APPRÉCIATION JURIDIQUE
(11) Aux termes de l'article 233 du traité, "l'institution ou les institutions dont émane l'acte annulé, ou dont l'abstention a été déclarée contraire au présent traité, sont tenues de prendre les mesures que comporte l'exécution de l'arrêt de la Cour de justice".
(12) Ces dispositions ont été explicitées par la Cour de la façon suivante: "Pour se conformer à l'arrêt et lui donner une pleine exécution, l'institution est tenue de respecter non seulement le dispositif de l'arrêt, mais également les motifs qui ont amené à celui-ci et qui en constituent le soutien nécessaire, en ce sens qu'ils sont indispensables pour déterminer le sens exact de ce qui a été jugé dans le dispositif. Ce sont, en effet, ces motifs qui, d'une part, identifient la disposition exacte considérée comme illégale et, d'autre part, font apparaître les raisons exactes de l'illégalité constatée dans le dispositif et que l'institution concernée doit prendre en considération en remplaçant l'acte annulé" (4). La Cour a également souligné qu'il incombait à l'institution dont émane l'acte annulé de déterminer les mesures que comporte l'exécution d'un arrêt d'annulation (5).
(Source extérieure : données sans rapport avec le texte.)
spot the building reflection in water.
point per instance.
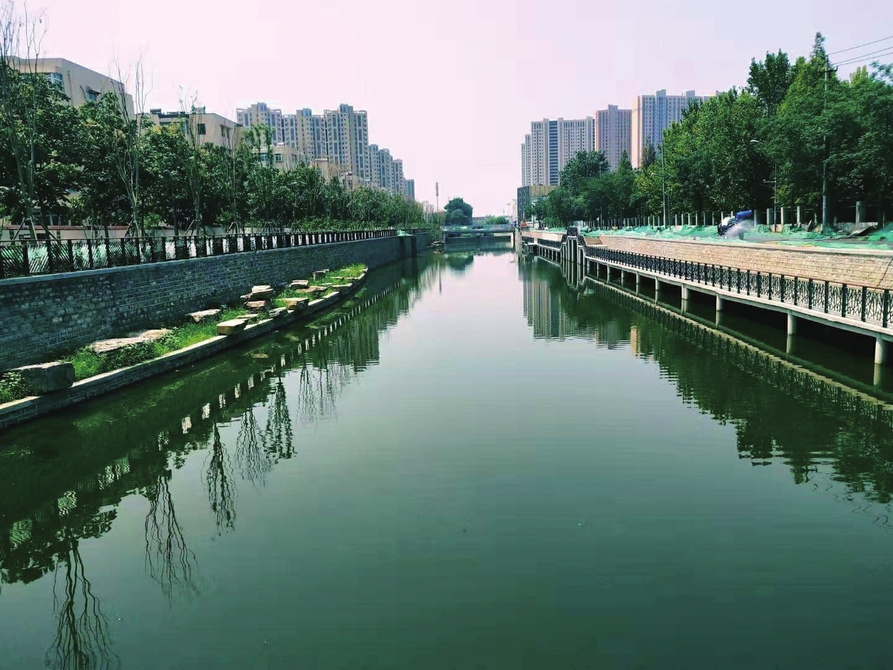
(40, 529)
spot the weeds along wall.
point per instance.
(44, 316)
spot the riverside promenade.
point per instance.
(844, 288)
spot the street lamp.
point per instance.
(774, 183)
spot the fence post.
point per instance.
(886, 309)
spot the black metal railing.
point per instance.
(847, 301)
(41, 257)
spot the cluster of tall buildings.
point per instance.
(552, 143)
(336, 141)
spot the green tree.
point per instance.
(458, 212)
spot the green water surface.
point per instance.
(478, 463)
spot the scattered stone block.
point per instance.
(261, 293)
(108, 346)
(295, 304)
(204, 315)
(231, 327)
(47, 377)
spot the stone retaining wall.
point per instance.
(43, 316)
(864, 267)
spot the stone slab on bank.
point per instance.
(48, 314)
(26, 409)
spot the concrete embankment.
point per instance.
(43, 316)
(30, 408)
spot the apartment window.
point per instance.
(56, 79)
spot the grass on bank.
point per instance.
(88, 363)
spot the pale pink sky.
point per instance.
(450, 87)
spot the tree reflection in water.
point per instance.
(251, 452)
(221, 487)
(170, 561)
(82, 639)
(279, 436)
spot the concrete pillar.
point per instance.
(880, 351)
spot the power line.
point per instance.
(866, 57)
(867, 44)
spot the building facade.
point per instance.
(613, 133)
(549, 147)
(208, 128)
(652, 115)
(337, 139)
(79, 84)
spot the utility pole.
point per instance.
(826, 208)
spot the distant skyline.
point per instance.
(451, 87)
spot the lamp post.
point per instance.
(774, 183)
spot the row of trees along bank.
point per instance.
(794, 134)
(100, 165)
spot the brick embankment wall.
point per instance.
(872, 268)
(43, 316)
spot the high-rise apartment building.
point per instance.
(337, 140)
(259, 114)
(652, 115)
(347, 135)
(613, 133)
(399, 179)
(550, 145)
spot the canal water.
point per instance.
(480, 462)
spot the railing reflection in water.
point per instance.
(823, 430)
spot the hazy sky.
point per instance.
(450, 87)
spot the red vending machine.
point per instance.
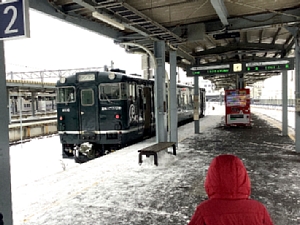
(237, 103)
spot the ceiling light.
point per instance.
(108, 20)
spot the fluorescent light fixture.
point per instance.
(108, 20)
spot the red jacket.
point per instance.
(228, 187)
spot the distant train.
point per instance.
(24, 105)
(104, 111)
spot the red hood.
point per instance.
(227, 178)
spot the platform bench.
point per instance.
(154, 149)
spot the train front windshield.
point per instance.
(65, 94)
(113, 91)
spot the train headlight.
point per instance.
(62, 80)
(111, 76)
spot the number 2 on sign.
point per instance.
(8, 29)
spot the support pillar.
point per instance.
(240, 84)
(5, 179)
(33, 103)
(9, 105)
(173, 99)
(284, 104)
(196, 102)
(297, 91)
(160, 92)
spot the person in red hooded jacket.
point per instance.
(228, 187)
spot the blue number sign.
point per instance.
(14, 19)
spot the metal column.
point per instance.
(33, 94)
(173, 98)
(160, 92)
(240, 84)
(196, 105)
(196, 101)
(284, 104)
(297, 90)
(5, 180)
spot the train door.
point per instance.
(147, 110)
(88, 109)
(140, 108)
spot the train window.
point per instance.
(65, 94)
(132, 91)
(111, 91)
(87, 97)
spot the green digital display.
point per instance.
(242, 67)
(211, 70)
(279, 65)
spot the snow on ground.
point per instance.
(115, 185)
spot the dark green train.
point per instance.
(102, 111)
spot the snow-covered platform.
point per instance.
(115, 189)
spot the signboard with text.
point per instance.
(242, 67)
(14, 19)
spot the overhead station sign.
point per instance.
(277, 65)
(243, 67)
(14, 19)
(210, 70)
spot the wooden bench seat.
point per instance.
(154, 149)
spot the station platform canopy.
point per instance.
(203, 32)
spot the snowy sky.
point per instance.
(56, 44)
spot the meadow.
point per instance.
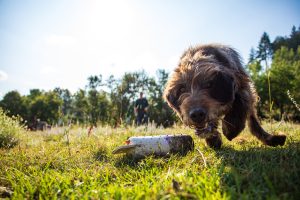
(68, 163)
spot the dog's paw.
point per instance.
(275, 140)
(214, 141)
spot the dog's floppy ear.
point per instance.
(222, 88)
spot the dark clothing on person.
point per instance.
(140, 105)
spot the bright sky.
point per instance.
(59, 43)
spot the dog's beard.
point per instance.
(206, 130)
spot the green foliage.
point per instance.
(78, 166)
(14, 104)
(9, 129)
(282, 75)
(45, 107)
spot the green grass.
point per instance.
(50, 165)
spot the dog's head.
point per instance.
(201, 88)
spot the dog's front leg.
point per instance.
(211, 135)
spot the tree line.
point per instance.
(102, 102)
(274, 67)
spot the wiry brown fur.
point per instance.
(209, 85)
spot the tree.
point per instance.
(80, 107)
(265, 51)
(45, 107)
(14, 104)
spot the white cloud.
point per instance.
(60, 40)
(3, 76)
(46, 70)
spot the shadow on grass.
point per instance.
(261, 172)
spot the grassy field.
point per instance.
(67, 163)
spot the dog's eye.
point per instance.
(207, 85)
(182, 90)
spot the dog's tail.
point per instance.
(262, 135)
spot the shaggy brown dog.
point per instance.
(209, 85)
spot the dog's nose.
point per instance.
(197, 114)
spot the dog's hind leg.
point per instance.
(262, 135)
(235, 120)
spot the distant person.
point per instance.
(141, 109)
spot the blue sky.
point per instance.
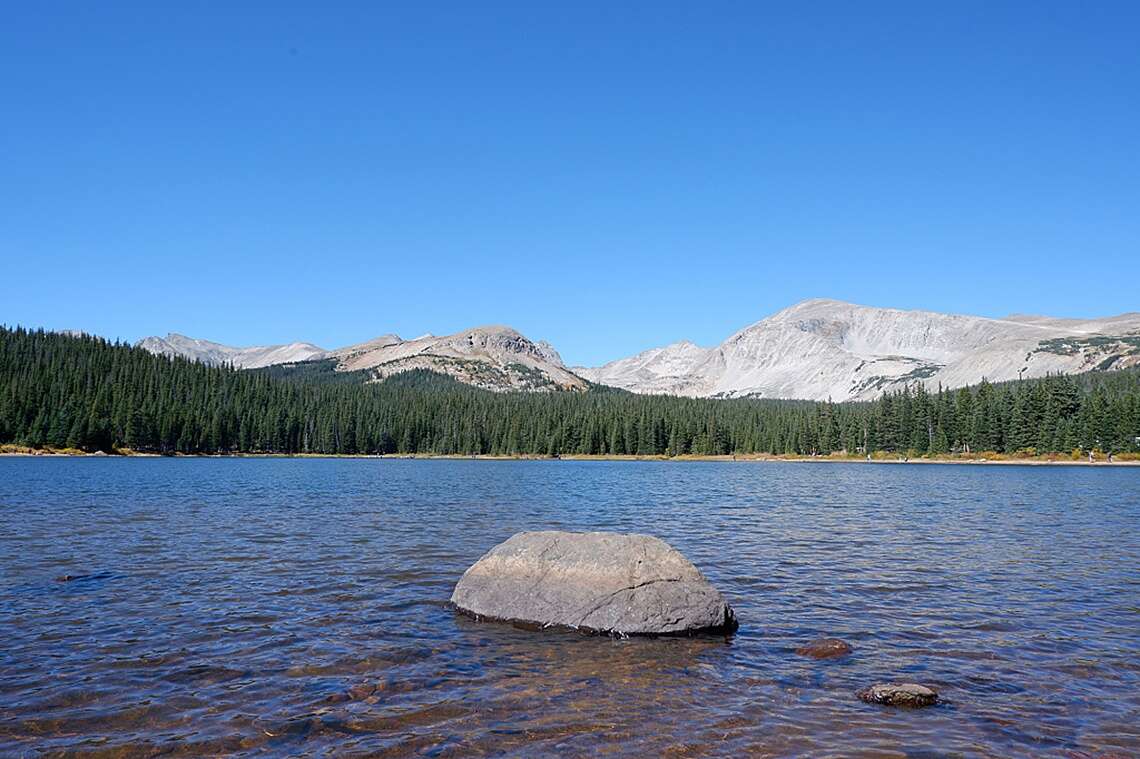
(609, 177)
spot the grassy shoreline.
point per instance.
(984, 458)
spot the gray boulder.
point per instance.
(593, 581)
(900, 694)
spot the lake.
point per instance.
(299, 606)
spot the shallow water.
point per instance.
(298, 606)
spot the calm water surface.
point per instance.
(298, 606)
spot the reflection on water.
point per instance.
(194, 606)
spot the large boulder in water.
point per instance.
(900, 694)
(593, 581)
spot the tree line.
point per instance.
(82, 392)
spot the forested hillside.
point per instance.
(63, 391)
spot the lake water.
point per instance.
(298, 606)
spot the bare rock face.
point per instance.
(900, 694)
(593, 581)
(825, 649)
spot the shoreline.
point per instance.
(742, 458)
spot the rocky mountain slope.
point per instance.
(494, 358)
(823, 349)
(218, 354)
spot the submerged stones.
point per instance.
(593, 581)
(825, 649)
(900, 694)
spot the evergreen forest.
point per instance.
(64, 391)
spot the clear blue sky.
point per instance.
(609, 177)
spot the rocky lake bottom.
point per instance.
(299, 606)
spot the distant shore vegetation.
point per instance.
(84, 394)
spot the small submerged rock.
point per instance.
(593, 581)
(825, 649)
(900, 694)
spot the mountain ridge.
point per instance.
(823, 349)
(817, 349)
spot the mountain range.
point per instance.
(815, 350)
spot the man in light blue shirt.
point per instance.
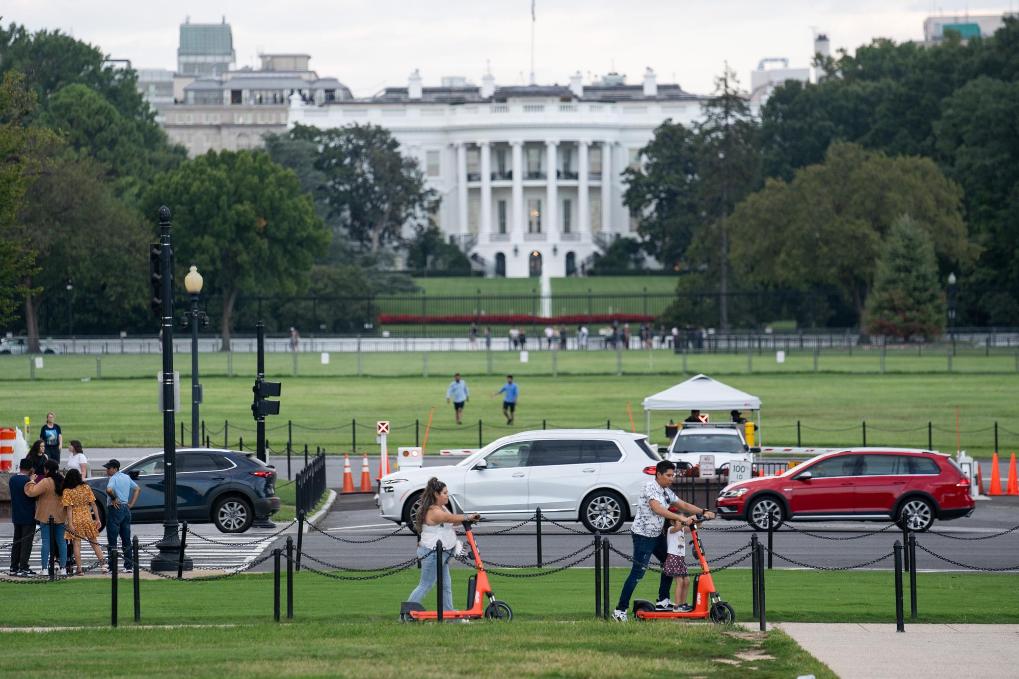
(123, 493)
(511, 392)
(459, 395)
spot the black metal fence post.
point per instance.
(137, 580)
(301, 536)
(438, 581)
(289, 578)
(180, 556)
(275, 584)
(537, 535)
(114, 567)
(912, 575)
(900, 625)
(605, 546)
(597, 575)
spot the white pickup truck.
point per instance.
(723, 441)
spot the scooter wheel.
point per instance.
(498, 611)
(722, 614)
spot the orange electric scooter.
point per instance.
(707, 601)
(477, 586)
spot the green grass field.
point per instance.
(119, 409)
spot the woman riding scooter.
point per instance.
(434, 523)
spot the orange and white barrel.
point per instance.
(7, 449)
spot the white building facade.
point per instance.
(530, 177)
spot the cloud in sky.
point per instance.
(370, 45)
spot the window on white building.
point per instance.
(500, 207)
(534, 215)
(433, 161)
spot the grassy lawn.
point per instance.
(897, 407)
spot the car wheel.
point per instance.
(765, 510)
(603, 511)
(411, 510)
(916, 514)
(232, 514)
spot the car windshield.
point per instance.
(707, 444)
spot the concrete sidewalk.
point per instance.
(926, 651)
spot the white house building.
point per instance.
(529, 175)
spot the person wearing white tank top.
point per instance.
(434, 523)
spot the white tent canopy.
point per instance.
(702, 393)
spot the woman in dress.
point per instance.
(83, 516)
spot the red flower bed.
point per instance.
(511, 319)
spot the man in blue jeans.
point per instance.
(120, 487)
(649, 536)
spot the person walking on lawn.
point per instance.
(649, 535)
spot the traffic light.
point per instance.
(263, 390)
(156, 278)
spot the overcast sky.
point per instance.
(370, 44)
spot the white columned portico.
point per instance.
(486, 190)
(583, 198)
(607, 175)
(518, 192)
(462, 188)
(551, 216)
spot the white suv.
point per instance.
(723, 441)
(591, 475)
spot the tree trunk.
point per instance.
(32, 321)
(225, 328)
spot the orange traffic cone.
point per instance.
(995, 488)
(347, 475)
(366, 475)
(1013, 487)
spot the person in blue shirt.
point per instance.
(511, 392)
(22, 515)
(123, 493)
(459, 395)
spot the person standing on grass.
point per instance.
(433, 524)
(52, 437)
(48, 506)
(649, 536)
(22, 515)
(458, 394)
(83, 517)
(512, 392)
(123, 493)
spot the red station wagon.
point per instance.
(909, 486)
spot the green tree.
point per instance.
(906, 300)
(371, 189)
(243, 220)
(825, 228)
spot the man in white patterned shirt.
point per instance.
(649, 535)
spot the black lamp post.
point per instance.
(193, 283)
(169, 546)
(952, 309)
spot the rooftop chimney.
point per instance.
(577, 85)
(414, 86)
(650, 83)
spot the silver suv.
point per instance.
(589, 475)
(723, 441)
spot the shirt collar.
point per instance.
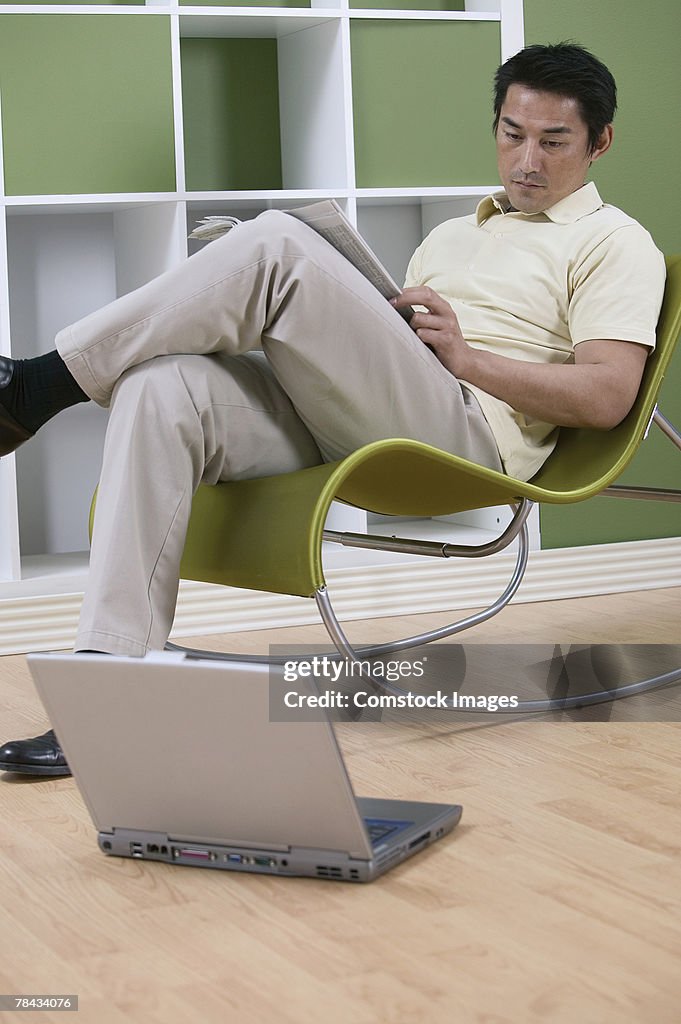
(579, 204)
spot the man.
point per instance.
(537, 312)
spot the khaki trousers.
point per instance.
(194, 398)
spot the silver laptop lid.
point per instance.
(168, 744)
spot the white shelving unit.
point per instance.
(64, 255)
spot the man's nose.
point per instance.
(530, 157)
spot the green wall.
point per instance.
(86, 103)
(640, 44)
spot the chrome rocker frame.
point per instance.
(516, 528)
(13) En l'espèce, afin de tenir dûment compte de l'arrêt du Tribunal de première instance, il appartient à la Commission d'adopter une nouvelle décision qui comprenne la motivation du point sur lequel le Tribunal de première instance a constaté un défaut de motivation et qui corrige les deux erreurs manifestes d'appréciation identifiées par le Tribunal.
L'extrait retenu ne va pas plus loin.